Problem 1: Online cookie store (15 points) Cookiestore.com is a big online seller of baked goods. To set up an account on the site, a user creates a username and a password. Because the server might be vulnerable to a hacking attack and also, the IT department of Cookiestore.com decided that it is too dangerous to keep passwords stored on the server, so they came up with a clever way to avoid having to remember every user’s password. When the user creates a new account, his password is hashed and the hash is stored in a Web cookie. Assume that the hash function is secure, i.e. collision-resistant and one-way. When he comes to Cookiestore.com again and types in his username and password, the site pulls the cookie from his browser and compares the typed-in password with the password stored in the cookie. If the two passwords match, access is granted.

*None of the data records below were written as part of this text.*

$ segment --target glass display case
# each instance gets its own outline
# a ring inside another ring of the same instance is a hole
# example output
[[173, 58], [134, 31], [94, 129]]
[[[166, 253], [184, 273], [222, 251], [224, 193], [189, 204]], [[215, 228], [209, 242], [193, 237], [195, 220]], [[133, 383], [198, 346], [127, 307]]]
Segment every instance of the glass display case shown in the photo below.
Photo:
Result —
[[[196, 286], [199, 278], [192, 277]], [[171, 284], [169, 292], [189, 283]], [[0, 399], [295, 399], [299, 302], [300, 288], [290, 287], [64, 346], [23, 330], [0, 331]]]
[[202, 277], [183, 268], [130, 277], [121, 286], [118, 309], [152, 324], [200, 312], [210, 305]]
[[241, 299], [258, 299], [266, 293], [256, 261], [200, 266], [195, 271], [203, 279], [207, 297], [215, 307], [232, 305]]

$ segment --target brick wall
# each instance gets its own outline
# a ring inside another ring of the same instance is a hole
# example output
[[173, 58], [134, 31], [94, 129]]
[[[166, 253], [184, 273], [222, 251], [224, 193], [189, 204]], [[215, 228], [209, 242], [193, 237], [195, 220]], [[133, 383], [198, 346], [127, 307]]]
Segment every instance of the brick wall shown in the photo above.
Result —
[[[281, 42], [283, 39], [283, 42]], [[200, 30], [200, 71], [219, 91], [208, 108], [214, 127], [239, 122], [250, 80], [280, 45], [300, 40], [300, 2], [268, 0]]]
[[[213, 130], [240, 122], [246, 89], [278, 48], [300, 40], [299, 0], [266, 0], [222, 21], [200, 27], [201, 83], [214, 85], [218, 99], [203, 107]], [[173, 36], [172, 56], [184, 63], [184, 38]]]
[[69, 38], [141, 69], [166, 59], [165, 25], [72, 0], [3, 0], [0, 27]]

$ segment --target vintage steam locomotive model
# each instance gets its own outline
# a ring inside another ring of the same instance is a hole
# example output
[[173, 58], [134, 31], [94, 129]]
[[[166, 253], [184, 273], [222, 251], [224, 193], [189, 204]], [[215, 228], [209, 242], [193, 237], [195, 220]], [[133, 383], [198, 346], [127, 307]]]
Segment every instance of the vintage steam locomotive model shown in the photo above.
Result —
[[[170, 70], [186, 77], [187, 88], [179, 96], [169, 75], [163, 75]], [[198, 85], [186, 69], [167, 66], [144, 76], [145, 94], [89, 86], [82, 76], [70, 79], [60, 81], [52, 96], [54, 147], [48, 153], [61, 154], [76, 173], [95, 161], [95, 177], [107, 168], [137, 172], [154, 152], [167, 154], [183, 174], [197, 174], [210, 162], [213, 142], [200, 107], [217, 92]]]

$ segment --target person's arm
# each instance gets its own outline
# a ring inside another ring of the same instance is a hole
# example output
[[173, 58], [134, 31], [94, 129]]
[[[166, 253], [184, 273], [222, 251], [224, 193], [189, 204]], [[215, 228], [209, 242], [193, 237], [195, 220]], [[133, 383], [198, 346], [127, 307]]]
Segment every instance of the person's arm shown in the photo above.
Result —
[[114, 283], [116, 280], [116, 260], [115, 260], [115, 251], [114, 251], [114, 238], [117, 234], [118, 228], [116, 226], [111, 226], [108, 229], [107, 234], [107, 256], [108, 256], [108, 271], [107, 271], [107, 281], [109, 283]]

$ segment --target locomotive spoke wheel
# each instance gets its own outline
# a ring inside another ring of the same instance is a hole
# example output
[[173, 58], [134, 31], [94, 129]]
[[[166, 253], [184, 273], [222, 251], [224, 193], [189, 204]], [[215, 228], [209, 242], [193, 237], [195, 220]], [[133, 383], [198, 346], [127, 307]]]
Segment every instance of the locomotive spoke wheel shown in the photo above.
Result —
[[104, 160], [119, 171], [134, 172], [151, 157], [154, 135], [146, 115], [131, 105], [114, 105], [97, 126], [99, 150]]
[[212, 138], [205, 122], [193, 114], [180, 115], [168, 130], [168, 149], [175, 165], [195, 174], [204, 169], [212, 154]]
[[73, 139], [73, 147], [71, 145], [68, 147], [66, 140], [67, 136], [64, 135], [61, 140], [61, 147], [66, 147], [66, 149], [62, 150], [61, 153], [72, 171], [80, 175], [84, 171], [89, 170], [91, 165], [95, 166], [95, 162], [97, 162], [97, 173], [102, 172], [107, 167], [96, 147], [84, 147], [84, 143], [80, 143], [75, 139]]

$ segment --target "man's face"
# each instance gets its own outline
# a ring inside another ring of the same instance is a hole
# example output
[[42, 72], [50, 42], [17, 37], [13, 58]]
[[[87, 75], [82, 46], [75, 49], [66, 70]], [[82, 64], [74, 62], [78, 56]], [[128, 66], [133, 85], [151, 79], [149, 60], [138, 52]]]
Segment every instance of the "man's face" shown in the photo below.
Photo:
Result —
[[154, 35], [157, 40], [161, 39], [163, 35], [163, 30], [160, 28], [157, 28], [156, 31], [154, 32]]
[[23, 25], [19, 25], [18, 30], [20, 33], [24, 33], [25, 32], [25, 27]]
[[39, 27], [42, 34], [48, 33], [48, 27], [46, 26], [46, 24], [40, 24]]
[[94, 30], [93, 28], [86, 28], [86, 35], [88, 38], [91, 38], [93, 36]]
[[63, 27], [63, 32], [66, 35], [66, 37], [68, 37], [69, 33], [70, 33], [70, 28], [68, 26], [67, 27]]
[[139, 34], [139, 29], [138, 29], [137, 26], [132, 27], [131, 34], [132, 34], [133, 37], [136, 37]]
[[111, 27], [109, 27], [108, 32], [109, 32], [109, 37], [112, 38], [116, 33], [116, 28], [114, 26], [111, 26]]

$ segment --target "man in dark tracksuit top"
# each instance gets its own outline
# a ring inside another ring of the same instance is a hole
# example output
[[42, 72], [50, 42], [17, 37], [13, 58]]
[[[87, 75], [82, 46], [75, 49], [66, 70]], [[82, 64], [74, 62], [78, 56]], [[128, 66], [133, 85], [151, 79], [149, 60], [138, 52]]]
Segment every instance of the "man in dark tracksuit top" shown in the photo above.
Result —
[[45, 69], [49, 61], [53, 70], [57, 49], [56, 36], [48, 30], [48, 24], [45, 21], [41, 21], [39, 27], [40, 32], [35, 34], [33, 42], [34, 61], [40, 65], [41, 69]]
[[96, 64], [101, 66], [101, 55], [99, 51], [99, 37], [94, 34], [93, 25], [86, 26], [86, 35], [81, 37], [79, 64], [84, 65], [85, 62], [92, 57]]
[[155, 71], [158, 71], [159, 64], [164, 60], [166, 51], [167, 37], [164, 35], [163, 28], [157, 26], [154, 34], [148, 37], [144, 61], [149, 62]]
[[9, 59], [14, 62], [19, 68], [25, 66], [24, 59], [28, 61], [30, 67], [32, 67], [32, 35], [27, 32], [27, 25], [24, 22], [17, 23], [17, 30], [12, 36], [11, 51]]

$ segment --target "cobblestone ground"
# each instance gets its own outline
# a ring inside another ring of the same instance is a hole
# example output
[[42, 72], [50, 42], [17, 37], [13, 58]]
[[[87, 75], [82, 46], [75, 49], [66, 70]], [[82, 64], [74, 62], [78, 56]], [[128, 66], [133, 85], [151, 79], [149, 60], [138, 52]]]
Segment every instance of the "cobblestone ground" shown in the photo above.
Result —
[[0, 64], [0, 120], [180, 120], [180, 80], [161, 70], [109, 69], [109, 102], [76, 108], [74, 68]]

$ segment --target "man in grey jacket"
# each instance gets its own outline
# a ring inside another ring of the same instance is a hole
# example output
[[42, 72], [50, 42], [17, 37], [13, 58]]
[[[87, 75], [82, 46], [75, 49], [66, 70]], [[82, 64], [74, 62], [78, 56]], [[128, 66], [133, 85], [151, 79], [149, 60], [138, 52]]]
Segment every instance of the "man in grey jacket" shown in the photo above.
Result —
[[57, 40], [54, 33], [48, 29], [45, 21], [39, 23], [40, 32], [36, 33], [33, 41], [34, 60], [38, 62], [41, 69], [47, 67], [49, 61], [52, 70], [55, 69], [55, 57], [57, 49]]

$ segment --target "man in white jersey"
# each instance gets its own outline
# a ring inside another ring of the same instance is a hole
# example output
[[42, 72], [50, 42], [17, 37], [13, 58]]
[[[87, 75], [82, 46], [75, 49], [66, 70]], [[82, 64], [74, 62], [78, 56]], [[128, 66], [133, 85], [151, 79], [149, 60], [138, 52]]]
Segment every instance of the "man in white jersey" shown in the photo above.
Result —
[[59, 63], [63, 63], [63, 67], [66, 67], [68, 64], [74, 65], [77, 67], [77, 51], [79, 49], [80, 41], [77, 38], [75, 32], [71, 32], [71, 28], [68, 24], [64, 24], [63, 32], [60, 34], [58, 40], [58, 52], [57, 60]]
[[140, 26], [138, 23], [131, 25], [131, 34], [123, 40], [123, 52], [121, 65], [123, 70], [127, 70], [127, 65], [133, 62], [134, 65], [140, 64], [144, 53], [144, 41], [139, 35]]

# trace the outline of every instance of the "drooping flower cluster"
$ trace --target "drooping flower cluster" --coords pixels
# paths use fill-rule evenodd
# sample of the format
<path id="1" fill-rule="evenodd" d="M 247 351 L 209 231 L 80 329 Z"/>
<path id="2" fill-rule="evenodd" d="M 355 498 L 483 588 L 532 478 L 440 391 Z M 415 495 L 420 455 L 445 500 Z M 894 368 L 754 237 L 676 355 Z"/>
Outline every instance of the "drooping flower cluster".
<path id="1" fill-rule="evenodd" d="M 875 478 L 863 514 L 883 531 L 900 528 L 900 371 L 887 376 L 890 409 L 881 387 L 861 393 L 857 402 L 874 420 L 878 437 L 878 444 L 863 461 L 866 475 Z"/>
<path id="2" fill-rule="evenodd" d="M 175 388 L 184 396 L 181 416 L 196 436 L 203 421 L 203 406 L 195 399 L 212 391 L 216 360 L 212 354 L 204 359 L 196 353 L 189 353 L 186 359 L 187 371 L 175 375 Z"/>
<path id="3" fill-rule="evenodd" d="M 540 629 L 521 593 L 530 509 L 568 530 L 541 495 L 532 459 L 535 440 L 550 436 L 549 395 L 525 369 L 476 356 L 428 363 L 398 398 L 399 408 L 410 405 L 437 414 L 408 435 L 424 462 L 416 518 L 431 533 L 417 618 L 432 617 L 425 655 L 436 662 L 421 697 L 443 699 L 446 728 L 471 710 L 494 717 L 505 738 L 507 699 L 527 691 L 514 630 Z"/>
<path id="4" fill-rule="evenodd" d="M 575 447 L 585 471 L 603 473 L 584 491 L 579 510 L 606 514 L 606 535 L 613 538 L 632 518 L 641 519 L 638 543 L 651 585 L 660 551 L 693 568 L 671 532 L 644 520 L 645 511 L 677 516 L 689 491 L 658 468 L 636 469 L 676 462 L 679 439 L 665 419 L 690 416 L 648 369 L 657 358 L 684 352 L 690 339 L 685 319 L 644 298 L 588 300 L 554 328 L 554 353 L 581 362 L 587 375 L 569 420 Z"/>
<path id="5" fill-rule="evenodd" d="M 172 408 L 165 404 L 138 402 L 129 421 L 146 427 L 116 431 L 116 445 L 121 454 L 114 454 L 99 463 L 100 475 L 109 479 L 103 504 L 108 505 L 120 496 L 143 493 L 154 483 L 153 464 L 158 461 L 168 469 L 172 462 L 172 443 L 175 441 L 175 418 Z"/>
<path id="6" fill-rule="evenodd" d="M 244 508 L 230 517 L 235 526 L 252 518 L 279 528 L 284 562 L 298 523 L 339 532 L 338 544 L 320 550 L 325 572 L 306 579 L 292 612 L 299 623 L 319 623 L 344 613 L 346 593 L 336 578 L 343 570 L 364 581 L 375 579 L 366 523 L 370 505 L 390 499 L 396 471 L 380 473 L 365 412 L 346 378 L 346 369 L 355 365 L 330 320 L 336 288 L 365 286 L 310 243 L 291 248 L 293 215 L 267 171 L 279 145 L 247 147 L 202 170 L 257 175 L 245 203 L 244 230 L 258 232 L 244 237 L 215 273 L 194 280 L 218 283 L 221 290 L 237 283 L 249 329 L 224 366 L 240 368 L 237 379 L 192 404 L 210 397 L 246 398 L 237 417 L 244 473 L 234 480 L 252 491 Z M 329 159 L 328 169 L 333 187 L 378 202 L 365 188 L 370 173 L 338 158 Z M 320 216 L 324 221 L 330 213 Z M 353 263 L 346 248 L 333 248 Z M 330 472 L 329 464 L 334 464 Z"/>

Problem 1a (5 points) Describe how you can log into another user’s account on Cookiestore.com. (As- sume that the victim’s computer is offline and inaccessible; all you know is her username.)
Problem 1b (10 points) Design an authentication scheme in which passwords are stored in cookies, but the attack you discovered in Problem 3a is no longer feasible.
Problem 2: Salty dish (5 points) Including a 12-bit salt in UNIX password hashes increases the difficulty of a dictionary attack by a factor of 2^12 = 4096. Wouldn’t it be possible to completely thwart all password crackers by increasing the salt size to, say, 48 bits? Explain your answer.
Problem 3: Hunting the Undead (10 points) A distributed denial of service attack requires zombies running on numerous machines to perform part of the attack simultaneously. Imagine you are a system administrator looking for zombies on your network. List at least three things or patterns you would be looking for.
Problem 4: Proxy vote (10 points) Recall that a proxy (or application-level) firewall simulates application-specific behavior to both sides of the protected connection. For example, when electronic mail is transferred from one site to another, a sending process and a receiving process communicate by SMTP protocol that establishes the legitimacy of a mail transfer and then transfers the mail message. An SMTP proxy firewall intrudes in the middle of this protocol exchange. To the sender who is outside the firewall, it behaves like a real destination, and to the destination inside the firewall, it behaves like a real sender. Being in the middle, the proxy has the opportunity to screen the mail transfer, ensuring that only acceptable SMTP commands are forwarded to the destination. It is relatively easy to implement a proxy firewall for protocols such as SMTP and HTTP. List at least two protocols that it would be prohibitively difficult or impossible to proxy. Explain your answer.